I do not believe that in those days there could have been more boys and150 girls in the school. There must have been many premature leavers. The School obtained excellent results. There was a certain intensity as Form IV built up throughout the year to the junior Oxford Local Exam, in July, and an attenuated Form V to the Senior Exams.

Prizes and Plays

Prize-days! The great hall I the Town Hall completely packed with boys and girls of the School and their parents. On the table as I write there lie two books received by me as prizes -Success in the Annual Examination ": "Lamb's Tales from Shakespeare" bound in blue leather and "Nicholas Nickleby" bound in red leather. The latter plunged me into an appreciation of Dickens which was not satisfied till I had all his books. I suppose that those prize-days were like most schools' prize-days, but they had something of glamour for me. There was, as is usual, some classical drama. I recall extracts from " As You Like It" one year and from "The Merchant of Venice'' another year. I recall to this day the Gratiano of the latter. The gusto and the expression he put into-

"A Daniel, still say I a second Daniel!
I thank thee, Jew, for teaching me that word''.

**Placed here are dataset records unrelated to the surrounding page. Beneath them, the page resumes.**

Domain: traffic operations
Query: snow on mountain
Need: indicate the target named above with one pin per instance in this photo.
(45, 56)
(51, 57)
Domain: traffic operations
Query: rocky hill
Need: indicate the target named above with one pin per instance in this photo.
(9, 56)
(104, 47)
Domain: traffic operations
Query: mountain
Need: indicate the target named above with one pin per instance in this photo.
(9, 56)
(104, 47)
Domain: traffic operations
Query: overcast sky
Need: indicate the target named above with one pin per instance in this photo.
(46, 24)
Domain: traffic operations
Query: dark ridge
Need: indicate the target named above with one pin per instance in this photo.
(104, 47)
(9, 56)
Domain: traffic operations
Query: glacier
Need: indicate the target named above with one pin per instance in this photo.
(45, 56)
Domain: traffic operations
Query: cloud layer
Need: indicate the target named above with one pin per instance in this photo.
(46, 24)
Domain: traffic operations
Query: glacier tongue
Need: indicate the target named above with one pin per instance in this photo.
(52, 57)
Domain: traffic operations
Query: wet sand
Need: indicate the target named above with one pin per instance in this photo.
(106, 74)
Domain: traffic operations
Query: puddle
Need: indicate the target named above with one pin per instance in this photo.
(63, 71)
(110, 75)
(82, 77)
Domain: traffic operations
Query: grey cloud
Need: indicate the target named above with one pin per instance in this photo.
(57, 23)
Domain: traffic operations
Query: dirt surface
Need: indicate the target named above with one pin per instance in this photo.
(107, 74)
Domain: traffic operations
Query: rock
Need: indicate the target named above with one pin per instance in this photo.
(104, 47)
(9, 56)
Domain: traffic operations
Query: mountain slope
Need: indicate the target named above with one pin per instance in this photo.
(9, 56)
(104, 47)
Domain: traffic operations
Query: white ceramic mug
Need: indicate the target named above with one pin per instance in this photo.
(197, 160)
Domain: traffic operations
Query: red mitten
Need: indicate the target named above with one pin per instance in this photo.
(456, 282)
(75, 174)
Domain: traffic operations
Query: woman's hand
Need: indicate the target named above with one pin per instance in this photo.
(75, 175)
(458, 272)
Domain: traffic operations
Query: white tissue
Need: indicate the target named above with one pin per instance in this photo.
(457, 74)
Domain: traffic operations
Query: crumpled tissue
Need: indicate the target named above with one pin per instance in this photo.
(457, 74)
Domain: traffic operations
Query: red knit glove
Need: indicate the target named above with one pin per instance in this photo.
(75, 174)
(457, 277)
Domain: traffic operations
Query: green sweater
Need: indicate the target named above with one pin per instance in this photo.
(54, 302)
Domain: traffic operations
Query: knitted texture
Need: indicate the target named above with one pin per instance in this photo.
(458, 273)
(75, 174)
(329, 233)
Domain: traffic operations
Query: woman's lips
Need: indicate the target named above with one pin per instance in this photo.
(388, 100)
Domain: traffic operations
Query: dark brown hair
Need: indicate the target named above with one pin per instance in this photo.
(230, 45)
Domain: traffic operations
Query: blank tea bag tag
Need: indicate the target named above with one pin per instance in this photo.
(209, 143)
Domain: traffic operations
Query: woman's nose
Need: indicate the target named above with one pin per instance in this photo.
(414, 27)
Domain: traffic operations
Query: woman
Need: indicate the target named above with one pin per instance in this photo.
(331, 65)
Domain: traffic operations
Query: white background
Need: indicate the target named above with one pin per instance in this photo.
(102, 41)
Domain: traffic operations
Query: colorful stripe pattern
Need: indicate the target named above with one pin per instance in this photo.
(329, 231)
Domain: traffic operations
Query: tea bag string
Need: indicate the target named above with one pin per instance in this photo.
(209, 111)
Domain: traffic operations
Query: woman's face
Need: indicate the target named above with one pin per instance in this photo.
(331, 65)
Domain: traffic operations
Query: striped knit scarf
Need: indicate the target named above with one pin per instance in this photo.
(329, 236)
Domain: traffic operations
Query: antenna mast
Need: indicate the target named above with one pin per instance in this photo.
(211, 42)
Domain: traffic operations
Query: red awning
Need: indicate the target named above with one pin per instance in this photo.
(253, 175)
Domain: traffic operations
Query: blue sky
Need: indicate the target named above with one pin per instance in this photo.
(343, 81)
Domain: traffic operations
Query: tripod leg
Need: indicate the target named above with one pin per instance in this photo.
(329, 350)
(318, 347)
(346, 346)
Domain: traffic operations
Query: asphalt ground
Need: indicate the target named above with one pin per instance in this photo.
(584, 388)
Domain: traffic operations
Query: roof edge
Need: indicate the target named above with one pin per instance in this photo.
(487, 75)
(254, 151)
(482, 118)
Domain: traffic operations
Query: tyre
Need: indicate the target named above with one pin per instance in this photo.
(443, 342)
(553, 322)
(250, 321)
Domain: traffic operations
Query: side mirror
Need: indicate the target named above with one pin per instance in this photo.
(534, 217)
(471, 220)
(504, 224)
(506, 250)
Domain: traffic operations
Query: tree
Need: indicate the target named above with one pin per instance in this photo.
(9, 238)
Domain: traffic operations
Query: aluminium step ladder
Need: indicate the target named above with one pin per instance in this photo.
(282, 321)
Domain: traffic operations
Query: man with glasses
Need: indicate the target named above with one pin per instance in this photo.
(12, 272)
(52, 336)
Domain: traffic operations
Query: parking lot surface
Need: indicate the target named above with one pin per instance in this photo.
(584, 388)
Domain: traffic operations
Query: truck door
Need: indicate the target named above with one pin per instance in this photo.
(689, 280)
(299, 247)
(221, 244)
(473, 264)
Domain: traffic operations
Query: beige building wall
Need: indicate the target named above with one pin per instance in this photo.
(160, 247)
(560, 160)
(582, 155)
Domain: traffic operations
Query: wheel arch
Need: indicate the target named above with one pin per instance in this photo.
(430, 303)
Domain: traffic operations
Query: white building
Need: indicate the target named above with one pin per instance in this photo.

were magnificent. Then there was the trek to the School, which was ablaze with light, and especially to the laboratories where every gadget and colour to attract the interest was displayed.

The scene in that play of my school life is clear and vivid. The principal actors, if so I may describe the masters, stand out as if I were still there, and I find it difficult to realise, so vitally are they present in my recollection, that probably not one of them is still in the School. They were a grand team. In the midst of all the educational clamour and theory of today - the common entrance exams. or junior leaving exams., the general certificate of education, intelligence tells , the grammar school, the comprehensive school, parity of esteem and what you will the sine qua non of a devoted and inspiring teaching service remains. Such teachers were those in the "Tech." I my day and I owe them much.

It disturbs me that I cannot recall many members of the "chorus", the boys, though doubtless if I met any of them I should at once remember. Of my form companions I recall Hillyer, Wright, Dale, Booth, Powell, P.S, Smith, Hunt, Green, Othick. I recall still fewer of the girls. How far apart have work and home, war and peace flung us; and shall we in this year of the School's jubilee, link up at all again to recall forgotten faces, to make the old schoolboy jokes and to acknowledge that it was good to have been there? I would that as old boys we might feel the inspiration of the hymn, which says:

"Then, as the trumpet call, in after years,
'Lift up your hearts,' rings pealing in our ears,
Still shall those hearts respond with full accord:
'We lift them up, we lift them to the Lord'".